Operator Log #0006
Object-Based Search, Performance Improvements, Bug Fixes
Oh my, it’s almost the end of July! Time goes by quick when you’re having fun 😊
We have a new endpoint in our API,
One of the most difficult parts about building search engines, or software products in general, is the UI/UX side of it — how do you present information in a way that’s easily digestible for end-users? At least on the search side, users are generally used to document-based result, i.e. for a webpage, with an included snippet of text.
As of today, we support these types of interfaces natively in our API, specifically, returning a set of objects for a given query along with a small snippet of text sourced from that document.
Little insider tip: Including a
title property in the metadata (where applicable) or within the properties of an object will improve results here, as the title is partially weighted in the search results. If you’re indexing HTML and/or Markdown documents, and don’t specify a title, we’ll do our best to extract it automatically.
We’ve also gone ahead and made a new pre-built search interface for object-based search. If you want to search over the objects within a collection, simply press CMD+K → Create public interface and select “object-search” in the Operand dashboard.
Here’s an example of the endpoint in action:
If you want to search over Paul Graham’s Essays yourself, here’s the shareable link 🙂
Search My Notion
We mentioned searchmynotion.com in the last Operator Log™️, but we officially shipped the site this week with along with the object based search endpoint. Thanks to everyone who checked it out and helped us find lots of bugs. It is a great example of using object-based search, and all of the code is public on our Github.
Spent a bit of time this week going through and optimizing some of our endpoints to handle larger collections of objects, or more specifically, large objects in general. We’ve made the following key performance improvements.
- Indexing large objects (i.e. Notion workspaces, RSS feeds) should now be considerably faster. For example, indexing an RSS feed of Paul Graham’s essays is now 1.7x faster (~13 minutes → ~5 minutes). We expect this to get even faster in the coming weeks.

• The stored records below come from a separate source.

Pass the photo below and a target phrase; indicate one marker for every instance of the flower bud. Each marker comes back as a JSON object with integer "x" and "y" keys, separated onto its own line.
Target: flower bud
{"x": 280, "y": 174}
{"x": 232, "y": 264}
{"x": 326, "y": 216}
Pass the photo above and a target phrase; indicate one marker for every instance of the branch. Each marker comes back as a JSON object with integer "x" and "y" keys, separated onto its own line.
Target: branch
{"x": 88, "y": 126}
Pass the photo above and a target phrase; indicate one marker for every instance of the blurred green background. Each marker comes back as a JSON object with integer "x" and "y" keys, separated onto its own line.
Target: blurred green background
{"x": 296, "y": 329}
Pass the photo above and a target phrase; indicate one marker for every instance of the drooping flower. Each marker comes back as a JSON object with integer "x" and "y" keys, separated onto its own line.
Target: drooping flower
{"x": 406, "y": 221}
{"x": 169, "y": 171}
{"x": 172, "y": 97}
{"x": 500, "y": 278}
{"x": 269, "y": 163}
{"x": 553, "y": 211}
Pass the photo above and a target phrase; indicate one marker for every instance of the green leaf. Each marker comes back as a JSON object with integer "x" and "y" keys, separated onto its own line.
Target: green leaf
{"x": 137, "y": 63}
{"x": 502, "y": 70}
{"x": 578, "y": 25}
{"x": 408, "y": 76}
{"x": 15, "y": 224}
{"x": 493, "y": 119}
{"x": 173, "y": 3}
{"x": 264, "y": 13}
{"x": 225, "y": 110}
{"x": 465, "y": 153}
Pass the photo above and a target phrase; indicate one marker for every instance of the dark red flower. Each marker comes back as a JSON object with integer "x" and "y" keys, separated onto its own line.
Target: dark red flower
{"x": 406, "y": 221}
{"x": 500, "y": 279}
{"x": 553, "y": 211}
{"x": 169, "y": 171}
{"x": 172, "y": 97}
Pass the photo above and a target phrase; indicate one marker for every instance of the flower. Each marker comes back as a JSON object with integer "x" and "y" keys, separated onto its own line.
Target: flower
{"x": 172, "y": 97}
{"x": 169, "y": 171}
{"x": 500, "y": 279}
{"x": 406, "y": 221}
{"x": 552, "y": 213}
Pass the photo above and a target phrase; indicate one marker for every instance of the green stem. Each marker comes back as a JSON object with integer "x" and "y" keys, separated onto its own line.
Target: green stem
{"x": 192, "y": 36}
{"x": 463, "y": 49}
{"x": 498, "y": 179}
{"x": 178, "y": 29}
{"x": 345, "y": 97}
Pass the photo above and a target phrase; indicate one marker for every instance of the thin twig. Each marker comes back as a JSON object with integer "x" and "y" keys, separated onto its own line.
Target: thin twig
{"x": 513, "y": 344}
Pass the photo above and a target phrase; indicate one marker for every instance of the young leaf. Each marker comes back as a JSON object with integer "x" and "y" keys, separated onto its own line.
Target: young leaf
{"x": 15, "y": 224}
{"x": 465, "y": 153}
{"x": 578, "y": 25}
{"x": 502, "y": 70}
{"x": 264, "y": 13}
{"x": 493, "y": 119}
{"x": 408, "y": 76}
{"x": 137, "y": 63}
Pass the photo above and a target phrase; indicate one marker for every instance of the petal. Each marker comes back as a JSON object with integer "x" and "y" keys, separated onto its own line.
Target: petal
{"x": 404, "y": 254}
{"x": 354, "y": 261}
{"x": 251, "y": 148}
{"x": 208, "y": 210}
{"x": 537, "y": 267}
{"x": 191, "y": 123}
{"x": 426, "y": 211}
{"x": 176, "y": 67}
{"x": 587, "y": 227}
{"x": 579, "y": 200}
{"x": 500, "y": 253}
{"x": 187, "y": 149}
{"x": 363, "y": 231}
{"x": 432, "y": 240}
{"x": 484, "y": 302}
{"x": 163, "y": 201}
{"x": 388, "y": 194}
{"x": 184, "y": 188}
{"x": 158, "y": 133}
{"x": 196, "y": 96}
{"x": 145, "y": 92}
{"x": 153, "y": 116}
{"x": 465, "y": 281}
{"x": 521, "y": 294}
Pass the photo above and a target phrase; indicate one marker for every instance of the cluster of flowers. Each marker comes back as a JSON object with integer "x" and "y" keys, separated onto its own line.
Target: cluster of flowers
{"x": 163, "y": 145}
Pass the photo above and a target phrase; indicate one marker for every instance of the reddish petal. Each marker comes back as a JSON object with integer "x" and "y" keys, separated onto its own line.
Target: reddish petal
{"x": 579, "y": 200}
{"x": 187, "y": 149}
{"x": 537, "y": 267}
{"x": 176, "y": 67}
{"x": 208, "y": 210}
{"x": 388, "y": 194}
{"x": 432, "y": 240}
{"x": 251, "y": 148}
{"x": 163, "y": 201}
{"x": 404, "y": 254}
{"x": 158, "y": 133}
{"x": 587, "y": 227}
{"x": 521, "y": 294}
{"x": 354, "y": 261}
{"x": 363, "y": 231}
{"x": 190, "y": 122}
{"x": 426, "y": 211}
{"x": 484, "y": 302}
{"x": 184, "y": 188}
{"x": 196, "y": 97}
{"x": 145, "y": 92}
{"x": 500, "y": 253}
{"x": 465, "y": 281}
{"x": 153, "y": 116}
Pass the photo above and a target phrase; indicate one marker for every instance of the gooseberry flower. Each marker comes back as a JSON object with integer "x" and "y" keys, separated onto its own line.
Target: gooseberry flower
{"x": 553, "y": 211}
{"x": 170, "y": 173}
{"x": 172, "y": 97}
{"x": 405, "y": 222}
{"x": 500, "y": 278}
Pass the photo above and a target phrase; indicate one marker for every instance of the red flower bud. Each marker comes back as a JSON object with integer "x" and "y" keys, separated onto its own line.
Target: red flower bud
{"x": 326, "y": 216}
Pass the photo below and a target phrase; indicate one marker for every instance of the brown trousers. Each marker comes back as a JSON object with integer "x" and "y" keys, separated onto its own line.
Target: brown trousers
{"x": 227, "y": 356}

- Deletions of large objects or collections should now also be significantly faster, up to 10x. Behind the scenes, we’ve offloaded a lot of this work onto background workers and avoided blocking the caller and/or timing out the HTTP request.
Bug Fixes / Improvements
- Fixed some concurrency issues within our engines, there was a pretty nasty race condition hiding in the depths of them involving our filtering logic.
- Fixed an issue with RSS feed indexing which prevented an RSS feed from being properly indexed if one of the feed items weren’t able to be indexed. We now take a “best effort” approach here, meaning we “do our best” to index all the feed items we can.
- Fixed an issue with our indexing pipeline where Notion page titles wouldn’t be properly indexed within object based search.